May 06, 2014

The Obfuscatory Liberal Muslims In Malaysia

It is amazing how the universe had been teaching us so many things and yet we often overlook them and take things for granted.

Take a fruit for example, any fruit. The final product of a tree which embodies all that give benefits to human beings – the rich nutrients, the sweet taste, the wonderful color. The fact that we as human beings having a necessity towards fruits, is undeniable.

And by God’s mercy, He let us live in this world with so many types of fruits. A diversity phenomenon which had been adorning our life as a human being in this world, and even brought ease for us. There will always be the one that suits our taste and need.

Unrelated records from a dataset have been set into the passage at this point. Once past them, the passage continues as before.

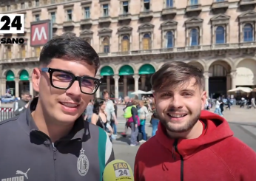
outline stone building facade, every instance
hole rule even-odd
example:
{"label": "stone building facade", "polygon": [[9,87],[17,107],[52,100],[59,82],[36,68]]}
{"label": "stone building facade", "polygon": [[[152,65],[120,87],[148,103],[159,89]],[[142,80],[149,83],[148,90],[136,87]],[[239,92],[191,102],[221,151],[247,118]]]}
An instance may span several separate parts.
{"label": "stone building facade", "polygon": [[[24,13],[24,44],[1,44],[1,92],[34,94],[30,82],[41,47],[30,46],[30,22],[52,19],[54,35],[73,33],[98,52],[97,75],[113,97],[150,90],[164,63],[182,61],[204,72],[209,95],[256,87],[256,1],[8,1],[1,13]],[[12,36],[13,35],[5,35]]]}

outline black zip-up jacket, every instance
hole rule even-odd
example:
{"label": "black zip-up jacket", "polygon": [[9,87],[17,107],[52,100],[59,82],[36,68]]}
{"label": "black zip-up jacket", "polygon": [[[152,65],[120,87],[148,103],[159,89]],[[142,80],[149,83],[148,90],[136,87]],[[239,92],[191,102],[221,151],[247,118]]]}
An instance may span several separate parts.
{"label": "black zip-up jacket", "polygon": [[68,135],[53,143],[31,116],[37,101],[0,122],[0,180],[102,181],[105,165],[115,159],[107,133],[80,117]]}

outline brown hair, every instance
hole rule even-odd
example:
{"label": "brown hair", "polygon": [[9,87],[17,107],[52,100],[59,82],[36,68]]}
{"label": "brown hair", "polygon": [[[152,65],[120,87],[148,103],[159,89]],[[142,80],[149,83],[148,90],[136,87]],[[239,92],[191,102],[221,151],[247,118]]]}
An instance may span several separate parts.
{"label": "brown hair", "polygon": [[102,92],[102,95],[104,95],[108,94],[108,93],[109,93],[109,92],[107,89],[104,89]]}
{"label": "brown hair", "polygon": [[203,72],[195,66],[183,61],[172,61],[164,64],[151,77],[151,86],[154,91],[184,86],[192,78],[195,79],[195,85],[204,89]]}
{"label": "brown hair", "polygon": [[136,99],[132,100],[132,105],[138,105],[138,100]]}

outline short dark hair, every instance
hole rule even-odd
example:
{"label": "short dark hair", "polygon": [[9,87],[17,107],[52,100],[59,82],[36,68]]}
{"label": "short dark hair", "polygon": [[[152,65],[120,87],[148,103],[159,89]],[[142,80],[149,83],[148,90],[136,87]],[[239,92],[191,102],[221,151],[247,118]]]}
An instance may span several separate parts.
{"label": "short dark hair", "polygon": [[107,89],[104,89],[102,92],[102,95],[104,95],[108,94],[108,93],[109,93],[109,92]]}
{"label": "short dark hair", "polygon": [[100,66],[100,60],[94,49],[81,38],[62,35],[49,41],[40,53],[40,65],[48,65],[53,58],[63,58],[85,61],[93,65],[96,69]]}
{"label": "short dark hair", "polygon": [[202,70],[183,61],[164,64],[151,77],[154,91],[164,88],[174,88],[188,83],[190,78],[195,79],[195,85],[204,89],[204,77]]}

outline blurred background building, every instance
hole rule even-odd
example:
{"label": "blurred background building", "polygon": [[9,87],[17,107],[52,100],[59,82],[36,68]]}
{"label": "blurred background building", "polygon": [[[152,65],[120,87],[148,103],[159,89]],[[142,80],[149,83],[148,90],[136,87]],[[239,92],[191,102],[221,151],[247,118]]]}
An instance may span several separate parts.
{"label": "blurred background building", "polygon": [[30,75],[42,47],[30,46],[30,22],[51,19],[54,35],[73,33],[98,52],[97,77],[112,97],[150,90],[164,63],[183,61],[204,72],[209,95],[256,87],[254,0],[2,1],[1,13],[24,14],[24,44],[0,46],[1,92],[33,92]]}

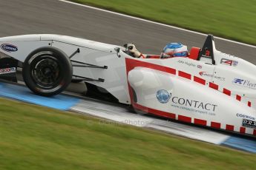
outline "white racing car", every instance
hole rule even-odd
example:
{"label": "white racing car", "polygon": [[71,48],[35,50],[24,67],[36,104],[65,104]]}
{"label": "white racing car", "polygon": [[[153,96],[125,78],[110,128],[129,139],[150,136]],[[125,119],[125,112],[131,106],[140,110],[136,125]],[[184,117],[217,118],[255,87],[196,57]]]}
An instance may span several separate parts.
{"label": "white racing car", "polygon": [[0,76],[12,77],[22,63],[36,94],[57,95],[73,78],[138,110],[256,135],[256,66],[217,51],[211,35],[189,57],[167,59],[57,35],[0,38]]}

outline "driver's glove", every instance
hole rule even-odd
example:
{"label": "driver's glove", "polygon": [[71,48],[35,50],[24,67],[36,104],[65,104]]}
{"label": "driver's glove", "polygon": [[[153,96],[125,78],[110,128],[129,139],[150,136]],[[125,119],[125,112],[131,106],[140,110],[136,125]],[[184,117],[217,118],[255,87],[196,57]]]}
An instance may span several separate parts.
{"label": "driver's glove", "polygon": [[134,55],[134,57],[141,58],[143,56],[143,55],[136,49],[134,44],[130,44],[127,46],[127,48],[128,51]]}

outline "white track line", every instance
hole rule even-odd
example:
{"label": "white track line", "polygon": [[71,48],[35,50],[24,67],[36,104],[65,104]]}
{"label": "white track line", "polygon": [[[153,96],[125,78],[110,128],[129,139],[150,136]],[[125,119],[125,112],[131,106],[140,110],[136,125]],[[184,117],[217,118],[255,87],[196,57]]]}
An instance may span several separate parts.
{"label": "white track line", "polygon": [[[186,32],[188,32],[188,33],[194,33],[194,34],[197,34],[197,35],[207,35],[207,34],[198,33],[198,32],[196,32],[196,31],[191,31],[191,30],[188,30],[183,29],[183,28],[180,28],[180,27],[174,27],[174,26],[171,26],[171,25],[168,25],[168,24],[161,24],[161,23],[159,23],[159,22],[155,22],[155,21],[149,21],[149,20],[147,20],[147,19],[142,19],[142,18],[138,18],[138,17],[130,16],[128,16],[128,15],[125,15],[125,14],[119,13],[116,13],[116,12],[113,12],[113,11],[109,11],[109,10],[102,10],[102,9],[100,9],[100,8],[98,8],[98,7],[91,7],[91,6],[85,5],[85,4],[78,4],[78,3],[75,3],[75,2],[72,2],[72,1],[66,1],[66,0],[59,0],[59,1],[62,1],[62,2],[66,2],[66,3],[68,3],[68,4],[76,4],[76,5],[78,5],[78,6],[82,6],[82,7],[87,7],[87,8],[93,9],[93,10],[100,10],[100,11],[103,11],[103,12],[105,12],[105,13],[116,14],[116,15],[118,15],[118,16],[125,16],[125,17],[128,17],[128,18],[130,18],[137,19],[137,20],[139,20],[139,21],[142,21],[149,22],[149,23],[152,23],[152,24],[158,24],[158,25],[161,25],[161,26],[164,26],[164,27],[171,27],[171,28],[174,28],[174,29],[177,29],[177,30],[183,30],[183,31],[186,31]],[[245,43],[241,43],[241,42],[235,41],[233,41],[233,40],[229,40],[229,39],[226,39],[226,38],[220,38],[220,37],[214,36],[214,38],[223,40],[223,41],[229,41],[229,42],[232,42],[232,43],[234,43],[234,44],[240,44],[240,45],[243,45],[243,46],[247,46],[247,47],[252,47],[252,48],[256,48],[256,46],[253,46],[253,45],[247,44],[245,44]]]}

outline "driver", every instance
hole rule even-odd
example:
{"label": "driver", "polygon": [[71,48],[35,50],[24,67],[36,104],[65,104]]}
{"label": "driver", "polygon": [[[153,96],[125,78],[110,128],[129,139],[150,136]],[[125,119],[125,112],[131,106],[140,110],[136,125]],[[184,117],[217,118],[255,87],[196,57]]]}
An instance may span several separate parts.
{"label": "driver", "polygon": [[[151,55],[145,55],[140,52],[139,52],[136,49],[135,45],[133,44],[129,44],[127,47],[128,51],[131,52],[135,58],[151,58]],[[163,48],[161,55],[158,56],[160,58],[167,58],[173,57],[188,57],[188,48],[186,45],[183,45],[181,43],[169,43]]]}

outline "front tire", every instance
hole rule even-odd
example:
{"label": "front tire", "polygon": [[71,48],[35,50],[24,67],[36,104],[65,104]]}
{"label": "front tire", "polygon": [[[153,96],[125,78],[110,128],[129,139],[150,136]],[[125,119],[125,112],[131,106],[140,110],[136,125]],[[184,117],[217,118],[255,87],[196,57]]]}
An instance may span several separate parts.
{"label": "front tire", "polygon": [[43,96],[62,92],[70,83],[72,75],[68,57],[53,47],[42,47],[32,52],[24,61],[22,69],[27,87]]}

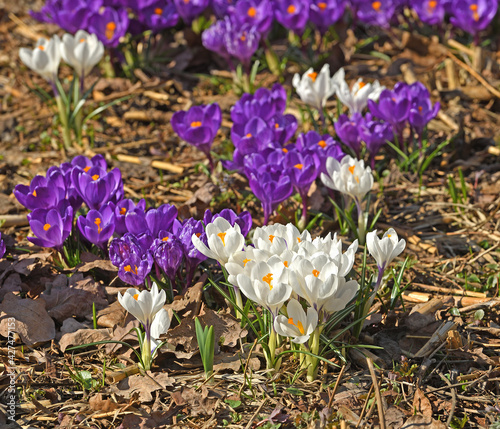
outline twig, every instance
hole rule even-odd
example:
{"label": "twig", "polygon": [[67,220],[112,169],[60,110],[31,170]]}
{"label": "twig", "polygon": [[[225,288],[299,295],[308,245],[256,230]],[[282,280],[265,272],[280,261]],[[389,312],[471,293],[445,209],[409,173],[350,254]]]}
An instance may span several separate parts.
{"label": "twig", "polygon": [[366,358],[366,364],[368,365],[368,370],[370,371],[370,375],[372,377],[372,385],[375,386],[375,398],[377,399],[380,429],[385,429],[384,406],[382,404],[382,395],[380,394],[380,389],[378,388],[378,380],[375,376],[375,369],[373,368],[373,361],[370,358]]}

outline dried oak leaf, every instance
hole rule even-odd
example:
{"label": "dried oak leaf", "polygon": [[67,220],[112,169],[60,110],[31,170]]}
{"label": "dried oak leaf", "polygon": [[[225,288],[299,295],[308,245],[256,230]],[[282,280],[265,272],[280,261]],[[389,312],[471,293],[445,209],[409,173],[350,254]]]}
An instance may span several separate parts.
{"label": "dried oak leaf", "polygon": [[168,376],[166,372],[147,371],[146,375],[132,375],[125,378],[115,386],[111,387],[111,392],[130,398],[134,393],[138,394],[141,402],[151,402],[152,393],[157,390],[163,390],[167,386],[173,386],[175,380]]}
{"label": "dried oak leaf", "polygon": [[56,336],[54,321],[45,309],[43,299],[21,299],[9,292],[0,304],[0,335],[7,337],[9,319],[15,319],[14,331],[23,343],[33,345],[53,340]]}
{"label": "dried oak leaf", "polygon": [[97,310],[108,306],[104,286],[81,274],[73,277],[69,285],[52,284],[42,294],[49,315],[59,323],[68,317],[84,318],[92,314],[93,303]]}
{"label": "dried oak leaf", "polygon": [[172,392],[172,399],[176,405],[187,405],[192,416],[213,415],[215,404],[224,395],[209,391],[207,386],[202,386],[200,391],[183,386],[181,390]]}
{"label": "dried oak leaf", "polygon": [[76,332],[64,334],[59,341],[59,348],[64,352],[68,347],[81,346],[97,341],[107,341],[109,339],[111,339],[109,329],[79,329]]}

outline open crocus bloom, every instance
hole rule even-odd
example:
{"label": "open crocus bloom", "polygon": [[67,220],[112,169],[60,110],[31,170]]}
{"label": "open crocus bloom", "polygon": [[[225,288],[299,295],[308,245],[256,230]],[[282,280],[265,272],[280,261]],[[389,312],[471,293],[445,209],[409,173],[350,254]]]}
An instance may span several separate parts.
{"label": "open crocus bloom", "polygon": [[366,245],[379,270],[384,270],[405,249],[406,241],[399,240],[397,232],[390,228],[382,238],[377,237],[377,230],[366,234]]}
{"label": "open crocus bloom", "polygon": [[280,314],[274,319],[274,329],[283,337],[290,337],[293,343],[304,344],[318,326],[318,313],[312,307],[307,314],[302,305],[291,299],[286,307],[288,317]]}

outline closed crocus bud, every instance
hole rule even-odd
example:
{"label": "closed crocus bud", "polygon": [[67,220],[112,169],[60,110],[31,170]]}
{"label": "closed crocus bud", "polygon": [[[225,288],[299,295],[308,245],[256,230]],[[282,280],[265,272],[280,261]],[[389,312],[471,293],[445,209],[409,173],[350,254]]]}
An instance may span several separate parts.
{"label": "closed crocus bud", "polygon": [[78,76],[87,76],[104,55],[104,45],[95,34],[78,30],[74,36],[63,36],[61,55]]}
{"label": "closed crocus bud", "polygon": [[245,237],[238,224],[231,226],[226,219],[218,217],[209,223],[205,230],[208,247],[196,234],[193,234],[191,239],[194,247],[205,256],[218,261],[222,266],[226,264],[232,254],[243,249]]}
{"label": "closed crocus bud", "polygon": [[326,100],[336,90],[335,82],[330,77],[330,66],[328,64],[325,64],[319,73],[310,68],[302,76],[298,73],[295,74],[292,84],[300,99],[320,112],[323,110]]}
{"label": "closed crocus bud", "polygon": [[307,314],[302,305],[291,299],[286,306],[288,317],[279,315],[274,319],[274,329],[283,336],[289,337],[292,343],[304,344],[318,326],[318,313],[312,307],[307,309]]}
{"label": "closed crocus bud", "polygon": [[57,70],[61,62],[61,39],[55,35],[50,40],[38,39],[35,49],[21,48],[19,58],[30,69],[36,71],[49,82],[57,79]]}
{"label": "closed crocus bud", "polygon": [[346,155],[341,162],[335,158],[326,161],[327,174],[321,174],[321,181],[330,189],[349,195],[356,201],[363,200],[373,186],[373,174],[365,167],[363,160]]}
{"label": "closed crocus bud", "polygon": [[405,249],[406,241],[399,240],[397,232],[390,228],[382,238],[377,237],[377,230],[366,234],[366,245],[377,267],[383,271]]}

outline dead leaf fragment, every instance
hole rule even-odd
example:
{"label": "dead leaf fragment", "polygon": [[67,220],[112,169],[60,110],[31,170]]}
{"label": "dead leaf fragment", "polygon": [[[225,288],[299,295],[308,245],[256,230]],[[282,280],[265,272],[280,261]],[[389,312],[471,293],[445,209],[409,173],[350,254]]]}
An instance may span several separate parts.
{"label": "dead leaf fragment", "polygon": [[14,332],[26,345],[50,341],[56,336],[54,321],[48,315],[43,299],[21,299],[9,292],[0,305],[0,335],[7,337],[12,330],[9,326],[12,318],[15,319]]}

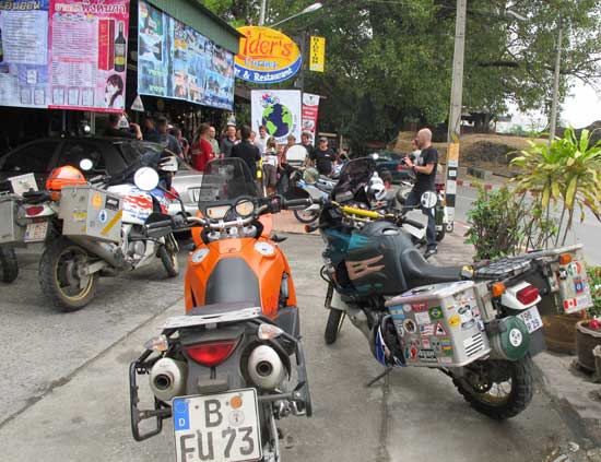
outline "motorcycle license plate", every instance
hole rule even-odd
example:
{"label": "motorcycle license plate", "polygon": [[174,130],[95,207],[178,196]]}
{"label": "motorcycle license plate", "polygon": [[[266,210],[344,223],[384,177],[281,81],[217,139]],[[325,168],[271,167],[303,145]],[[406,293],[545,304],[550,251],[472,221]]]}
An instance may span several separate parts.
{"label": "motorcycle license plate", "polygon": [[25,229],[23,240],[25,242],[39,242],[46,239],[48,234],[48,222],[30,223]]}
{"label": "motorcycle license plate", "polygon": [[261,459],[258,415],[255,389],[174,399],[177,462]]}
{"label": "motorcycle license plate", "polygon": [[528,328],[528,333],[532,333],[543,327],[543,320],[541,319],[539,308],[537,307],[528,308],[527,310],[520,312],[518,318],[520,318]]}

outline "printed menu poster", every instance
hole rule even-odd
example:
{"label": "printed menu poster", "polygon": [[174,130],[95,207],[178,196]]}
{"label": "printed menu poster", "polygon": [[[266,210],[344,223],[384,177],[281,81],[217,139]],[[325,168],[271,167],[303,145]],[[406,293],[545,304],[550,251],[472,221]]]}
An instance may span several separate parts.
{"label": "printed menu poster", "polygon": [[48,0],[0,1],[0,106],[47,107]]}
{"label": "printed menu poster", "polygon": [[125,108],[128,0],[50,0],[49,107]]}
{"label": "printed menu poster", "polygon": [[138,93],[232,110],[234,55],[141,1]]}

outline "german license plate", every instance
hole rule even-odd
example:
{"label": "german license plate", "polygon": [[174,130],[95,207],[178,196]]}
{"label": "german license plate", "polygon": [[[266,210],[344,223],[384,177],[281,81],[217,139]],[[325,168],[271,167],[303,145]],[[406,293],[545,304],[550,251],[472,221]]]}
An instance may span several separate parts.
{"label": "german license plate", "polygon": [[46,239],[48,222],[30,223],[25,229],[23,240],[25,242],[38,242]]}
{"label": "german license plate", "polygon": [[255,389],[174,399],[177,462],[261,459],[258,415]]}
{"label": "german license plate", "polygon": [[543,327],[543,320],[537,307],[528,308],[526,311],[520,312],[518,318],[520,318],[528,328],[528,333],[532,333]]}

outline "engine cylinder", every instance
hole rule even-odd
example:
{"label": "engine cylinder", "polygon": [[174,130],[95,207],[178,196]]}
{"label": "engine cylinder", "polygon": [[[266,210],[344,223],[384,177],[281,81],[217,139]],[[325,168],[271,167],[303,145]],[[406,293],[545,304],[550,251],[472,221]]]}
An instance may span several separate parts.
{"label": "engine cylinder", "polygon": [[161,401],[170,401],[185,394],[188,365],[172,358],[161,358],[152,366],[150,386],[154,395]]}
{"label": "engine cylinder", "polygon": [[286,377],[282,359],[271,346],[259,345],[248,357],[248,376],[262,390],[275,390]]}

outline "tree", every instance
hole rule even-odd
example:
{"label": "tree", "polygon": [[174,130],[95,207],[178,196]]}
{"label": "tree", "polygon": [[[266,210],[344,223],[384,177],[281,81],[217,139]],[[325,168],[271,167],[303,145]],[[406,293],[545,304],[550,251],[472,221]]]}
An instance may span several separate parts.
{"label": "tree", "polygon": [[[270,0],[268,21],[302,11],[310,0]],[[260,1],[211,0],[227,21],[257,22]],[[510,8],[527,17],[507,16]],[[282,24],[291,36],[326,37],[326,72],[306,72],[305,90],[327,96],[320,128],[355,147],[391,140],[404,120],[445,122],[450,96],[455,0],[332,0],[316,13]],[[596,0],[470,0],[463,106],[503,114],[506,102],[540,109],[550,100],[558,19],[565,40],[562,95],[567,76],[600,79],[601,3]],[[290,87],[291,81],[282,87]]]}

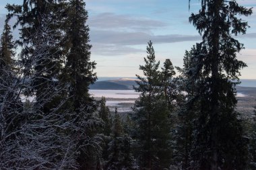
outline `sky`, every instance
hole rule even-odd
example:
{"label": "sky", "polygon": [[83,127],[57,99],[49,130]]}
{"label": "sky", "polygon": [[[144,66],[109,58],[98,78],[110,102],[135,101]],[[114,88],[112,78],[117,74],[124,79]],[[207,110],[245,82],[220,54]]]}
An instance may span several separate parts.
{"label": "sky", "polygon": [[[22,0],[0,1],[0,32],[5,5],[19,4]],[[170,58],[174,66],[182,67],[185,50],[201,40],[195,27],[189,22],[192,13],[201,7],[198,0],[86,0],[91,60],[97,62],[98,77],[135,77],[141,75],[148,42],[152,40],[156,59],[162,64]],[[248,67],[241,71],[241,79],[256,79],[256,0],[238,0],[240,5],[254,7],[254,13],[243,17],[251,26],[246,35],[237,39],[245,49],[238,58]],[[11,21],[11,23],[13,21]],[[17,30],[13,31],[18,37]]]}

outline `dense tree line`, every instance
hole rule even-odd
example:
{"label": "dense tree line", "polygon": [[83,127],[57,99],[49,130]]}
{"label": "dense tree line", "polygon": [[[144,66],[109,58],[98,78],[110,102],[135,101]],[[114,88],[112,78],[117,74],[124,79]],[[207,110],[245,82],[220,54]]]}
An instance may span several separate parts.
{"label": "dense tree line", "polygon": [[[202,0],[189,21],[202,37],[183,67],[160,67],[151,41],[133,112],[111,112],[89,86],[88,12],[82,0],[7,5],[0,45],[0,169],[255,169],[256,124],[235,110],[246,64],[236,1]],[[20,30],[14,41],[9,20]],[[16,54],[17,48],[20,51]],[[176,70],[176,71],[175,71]],[[177,73],[179,75],[176,75]],[[248,130],[247,130],[248,131]]]}

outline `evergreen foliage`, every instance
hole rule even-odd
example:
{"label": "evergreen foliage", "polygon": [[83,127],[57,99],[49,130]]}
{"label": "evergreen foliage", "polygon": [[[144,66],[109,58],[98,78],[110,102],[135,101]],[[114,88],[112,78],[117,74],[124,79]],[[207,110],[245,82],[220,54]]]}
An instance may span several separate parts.
{"label": "evergreen foliage", "polygon": [[145,77],[136,75],[138,87],[134,87],[140,93],[133,114],[137,159],[140,169],[161,169],[168,167],[170,163],[168,110],[160,88],[160,63],[156,62],[151,41],[147,53],[145,65],[139,66]]}
{"label": "evergreen foliage", "polygon": [[245,169],[246,144],[234,108],[239,70],[246,65],[236,59],[243,46],[232,35],[245,34],[247,23],[236,15],[247,16],[252,11],[236,1],[201,1],[199,13],[189,18],[203,38],[193,68],[196,105],[191,107],[197,109],[191,168]]}
{"label": "evergreen foliage", "polygon": [[120,116],[115,109],[113,118],[111,140],[108,144],[108,161],[105,169],[133,169],[133,157],[131,154],[131,138],[125,134]]}

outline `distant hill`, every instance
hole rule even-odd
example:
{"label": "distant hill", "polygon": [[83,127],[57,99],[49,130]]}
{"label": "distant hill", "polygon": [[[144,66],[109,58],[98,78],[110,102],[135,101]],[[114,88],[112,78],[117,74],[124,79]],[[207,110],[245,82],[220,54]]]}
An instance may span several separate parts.
{"label": "distant hill", "polygon": [[127,86],[119,85],[115,83],[109,82],[108,81],[96,81],[90,87],[90,89],[100,89],[100,90],[129,90]]}
{"label": "distant hill", "polygon": [[90,86],[91,89],[129,90],[136,85],[135,79],[121,78],[113,80],[99,81]]}

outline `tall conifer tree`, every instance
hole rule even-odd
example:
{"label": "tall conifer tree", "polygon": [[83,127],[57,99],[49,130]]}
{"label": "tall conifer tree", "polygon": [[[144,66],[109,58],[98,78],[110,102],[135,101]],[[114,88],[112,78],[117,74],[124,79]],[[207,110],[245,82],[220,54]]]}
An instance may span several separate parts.
{"label": "tall conifer tree", "polygon": [[247,16],[252,10],[234,0],[201,2],[199,13],[192,13],[189,18],[203,39],[197,46],[200,52],[193,68],[198,75],[193,99],[199,106],[195,113],[198,116],[191,169],[245,169],[246,144],[234,108],[235,85],[240,69],[246,65],[236,58],[243,45],[233,36],[245,34],[248,27],[237,15]]}
{"label": "tall conifer tree", "polygon": [[[88,11],[83,0],[69,0],[67,3],[67,19],[64,28],[63,48],[66,56],[61,81],[69,85],[69,103],[71,111],[76,113],[75,131],[80,136],[77,144],[77,163],[81,169],[98,166],[101,142],[96,126],[100,121],[95,117],[94,99],[89,94],[89,85],[96,80],[96,62],[90,60]],[[92,156],[93,155],[93,157]]]}
{"label": "tall conifer tree", "polygon": [[145,65],[139,66],[145,77],[137,75],[139,81],[136,81],[138,87],[134,88],[140,93],[133,115],[137,155],[141,169],[162,169],[168,167],[170,158],[168,110],[160,88],[160,62],[156,61],[151,41],[147,53]]}

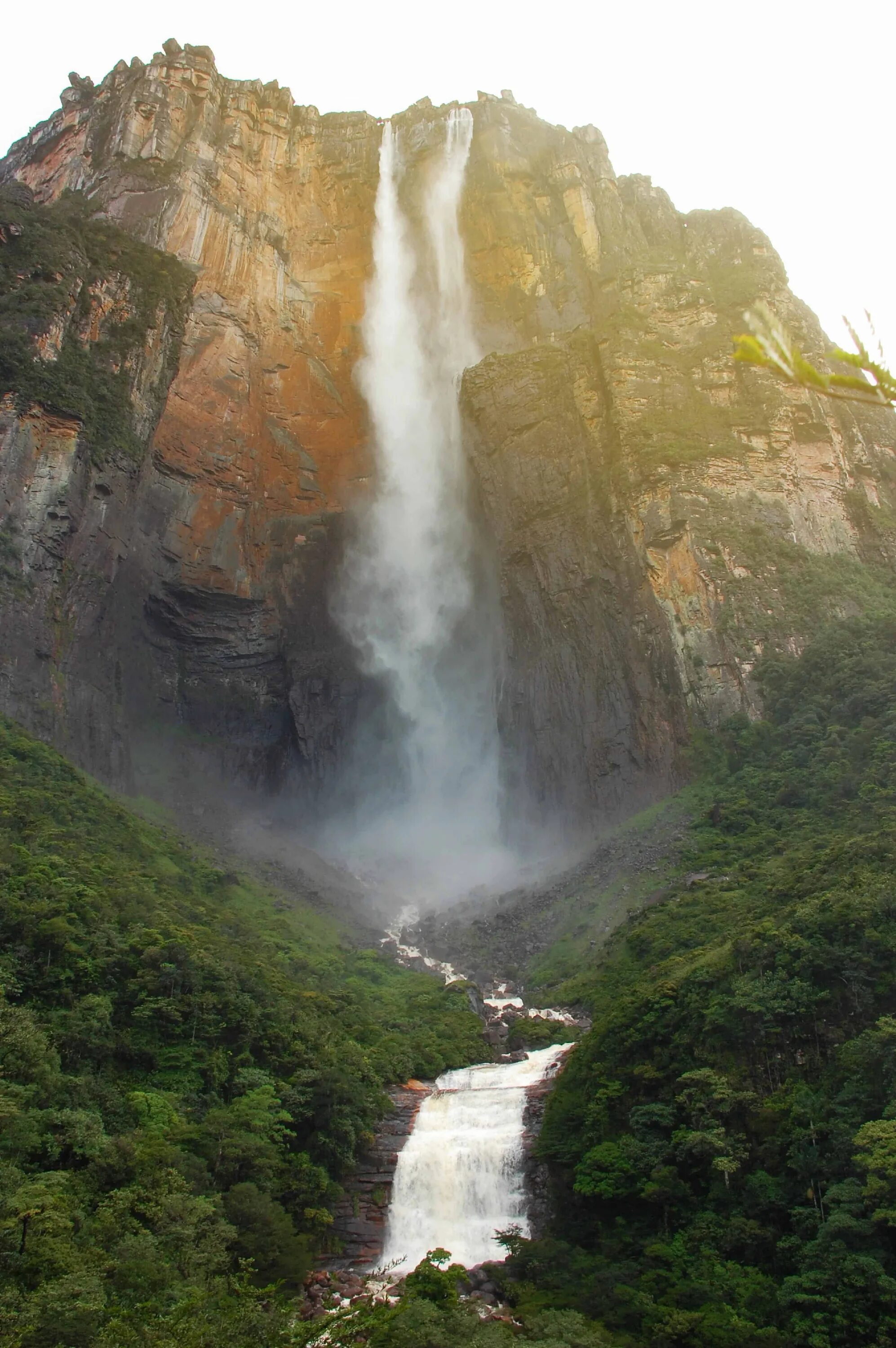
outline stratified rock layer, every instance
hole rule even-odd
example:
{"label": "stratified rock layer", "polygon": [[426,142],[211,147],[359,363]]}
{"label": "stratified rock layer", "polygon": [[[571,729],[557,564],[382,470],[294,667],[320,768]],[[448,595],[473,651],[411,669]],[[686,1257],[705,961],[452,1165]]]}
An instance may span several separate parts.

In a child’s eyes, what matters most from a tree he sees in front of him is of course the fruits. He will strive to pick one and eat it as fast as he could, before finding other fruits and repeating the same.
But in the eyes of a matured man, someone capable of deeper thoughts, the story of a tree isn't just about the fruits. He knows that the roots, the trunk, and the branches, are just as important as the fruits. In fact, he knows, without a strong root, a functioning stem, there wouldn't be any branches nor any fruits in the end!

* * *

The ‘Hudud’ issue in Malaysia recently had brought up a lot of discussions, arguments, and even some foolish responses not just against the hudud, but against the true nature of Islam itself. While some just barked unknowingly, some tried to steal a spotlight to impose his or her version of Islam, with questionable intention.

I found that most of the points comprised in these arguments are not very much different than other previous writings (before the hudud issue came up), which are trying very hard to present a so-called ‘modern way’ of thinking about Islam. These kind of writings unfortunately – despite being blatant and misleading – are infesting the media and shaping the mind of Muslim readers online. (Let me clarify that I am not against modernity and freedom of speech. I am just against the distorted modernity and irresponsible freedom of speech that most of ‘moderate’/liberal Muslims are advocating.)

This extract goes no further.